Бэрр наслаждается надписями на памятниках.
— Элизабет! Кто бы мог подумать? Не знал, что она умерла. — Бэрр нацепил свои восьмигранные очки. — Скончалась в восемьсот десятом. Вот в чем дело. Я был еще в Европе. Скрываясь от неправосудия. — Он снова снял очки. — Боюсь, что ее возраст, как сказал бы Джереми Бэнтам[3], был всегда сильно преуменьшен. Она была старше меня и… прекрасна! Прекрасна, Чарли. — Бэрр сдвинул очки на лоб. Птицы щебетали среди деревьев у церкви наперекор оглушающему в этот час дня грохоту, скрипу и ржанью, доносившемуся с улицы.

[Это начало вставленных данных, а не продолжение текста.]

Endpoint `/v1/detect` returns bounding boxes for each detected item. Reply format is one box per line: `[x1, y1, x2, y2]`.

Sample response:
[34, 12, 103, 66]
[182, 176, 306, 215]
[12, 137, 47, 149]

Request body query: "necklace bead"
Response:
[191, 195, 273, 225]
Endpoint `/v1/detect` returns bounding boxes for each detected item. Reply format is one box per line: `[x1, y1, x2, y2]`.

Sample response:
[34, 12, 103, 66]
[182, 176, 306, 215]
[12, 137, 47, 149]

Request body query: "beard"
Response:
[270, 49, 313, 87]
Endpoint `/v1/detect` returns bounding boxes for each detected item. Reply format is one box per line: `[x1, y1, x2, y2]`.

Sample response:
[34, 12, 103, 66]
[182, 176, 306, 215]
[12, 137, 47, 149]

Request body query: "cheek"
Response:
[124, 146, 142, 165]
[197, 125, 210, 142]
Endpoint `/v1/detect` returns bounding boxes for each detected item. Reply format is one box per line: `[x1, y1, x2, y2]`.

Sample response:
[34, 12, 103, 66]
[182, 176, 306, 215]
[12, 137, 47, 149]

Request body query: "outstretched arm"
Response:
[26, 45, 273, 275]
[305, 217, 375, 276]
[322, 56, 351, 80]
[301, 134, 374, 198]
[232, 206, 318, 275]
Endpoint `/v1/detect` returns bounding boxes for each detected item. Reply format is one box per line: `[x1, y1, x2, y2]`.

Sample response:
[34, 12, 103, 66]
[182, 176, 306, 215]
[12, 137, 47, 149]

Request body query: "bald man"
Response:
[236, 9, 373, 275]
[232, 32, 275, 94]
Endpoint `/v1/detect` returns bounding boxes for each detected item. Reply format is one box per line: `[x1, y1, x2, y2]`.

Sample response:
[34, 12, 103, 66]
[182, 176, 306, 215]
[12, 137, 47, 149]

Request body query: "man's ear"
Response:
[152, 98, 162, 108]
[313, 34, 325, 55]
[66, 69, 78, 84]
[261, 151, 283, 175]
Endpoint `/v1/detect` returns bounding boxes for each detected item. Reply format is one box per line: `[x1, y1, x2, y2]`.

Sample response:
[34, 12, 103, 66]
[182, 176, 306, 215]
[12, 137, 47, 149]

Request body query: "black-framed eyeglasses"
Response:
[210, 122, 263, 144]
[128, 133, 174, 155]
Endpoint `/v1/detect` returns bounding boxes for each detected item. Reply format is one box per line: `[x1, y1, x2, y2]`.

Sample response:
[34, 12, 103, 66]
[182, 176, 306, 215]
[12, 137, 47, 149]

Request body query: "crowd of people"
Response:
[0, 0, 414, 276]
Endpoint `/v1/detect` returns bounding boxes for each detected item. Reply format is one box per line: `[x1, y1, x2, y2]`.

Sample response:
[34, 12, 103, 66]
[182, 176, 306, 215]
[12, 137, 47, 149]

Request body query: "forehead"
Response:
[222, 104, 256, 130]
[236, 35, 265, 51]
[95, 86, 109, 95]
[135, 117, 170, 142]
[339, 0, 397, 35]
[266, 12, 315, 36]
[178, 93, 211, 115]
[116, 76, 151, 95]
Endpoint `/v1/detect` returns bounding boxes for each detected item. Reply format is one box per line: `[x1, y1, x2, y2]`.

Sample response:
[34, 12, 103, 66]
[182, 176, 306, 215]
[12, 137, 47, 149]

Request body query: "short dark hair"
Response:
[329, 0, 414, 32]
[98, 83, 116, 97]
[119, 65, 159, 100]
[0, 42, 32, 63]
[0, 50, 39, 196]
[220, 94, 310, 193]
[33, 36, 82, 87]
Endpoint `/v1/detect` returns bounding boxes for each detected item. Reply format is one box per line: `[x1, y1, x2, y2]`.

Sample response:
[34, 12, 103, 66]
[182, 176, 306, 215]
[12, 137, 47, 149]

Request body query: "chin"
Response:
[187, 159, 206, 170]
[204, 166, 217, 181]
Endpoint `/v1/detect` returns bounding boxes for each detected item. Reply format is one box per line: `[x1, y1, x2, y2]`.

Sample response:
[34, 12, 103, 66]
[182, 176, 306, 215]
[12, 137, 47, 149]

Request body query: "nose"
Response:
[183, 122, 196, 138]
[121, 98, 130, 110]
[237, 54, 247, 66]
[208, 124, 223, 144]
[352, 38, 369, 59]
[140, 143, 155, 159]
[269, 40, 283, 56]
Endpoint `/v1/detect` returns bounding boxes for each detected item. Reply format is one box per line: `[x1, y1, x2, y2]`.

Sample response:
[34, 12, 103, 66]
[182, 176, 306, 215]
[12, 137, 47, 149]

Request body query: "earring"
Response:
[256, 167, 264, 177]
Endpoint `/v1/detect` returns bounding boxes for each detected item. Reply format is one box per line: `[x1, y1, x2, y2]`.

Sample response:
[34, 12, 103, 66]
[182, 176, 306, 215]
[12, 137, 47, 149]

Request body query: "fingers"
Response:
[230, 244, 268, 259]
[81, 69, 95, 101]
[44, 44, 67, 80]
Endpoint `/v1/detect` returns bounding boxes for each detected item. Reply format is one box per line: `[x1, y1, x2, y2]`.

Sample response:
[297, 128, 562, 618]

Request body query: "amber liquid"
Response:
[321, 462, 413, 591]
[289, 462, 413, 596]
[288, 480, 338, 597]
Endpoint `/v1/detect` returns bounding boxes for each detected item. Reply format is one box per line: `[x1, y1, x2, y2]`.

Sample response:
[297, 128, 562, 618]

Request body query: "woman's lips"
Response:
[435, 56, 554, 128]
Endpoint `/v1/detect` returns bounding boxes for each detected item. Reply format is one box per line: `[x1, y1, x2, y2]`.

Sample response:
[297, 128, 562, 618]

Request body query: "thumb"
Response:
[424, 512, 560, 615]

— Я знаю, ты пишешь о моей бурной жизни. — Я обомлел. И выдал себя. У меня все всегда на лице написано. Ничего не умею скрыть. Надо учиться этому искусству. — Я обратил внимание, что ты делаешь заметки. Не путайся. Я не возражаю. Если бы я не был так ленив, я бы сам все записал, тем более что кое-что у меня уже набросано.
— Настоящие мемуары?
— Крохи и осколки воспоминаний. Я все еще мечтаю рассказать подлинную историю Революции, пока не поздно, хотя, наверное, уже поздно, ведь легенды тех дней отлиты в типографском свинце, если можно судить по школьным учебникам. Просто ужасно, сколько там вранья. Зачем ты так часто видишься с мистером Леггетом из «Ивнинг пост»?
Внезапное обвинение буквально сбило меня с ног: это его знаменитый прием в суде во время перекрестного допроса.
Старик помог мне удержаться на ногах.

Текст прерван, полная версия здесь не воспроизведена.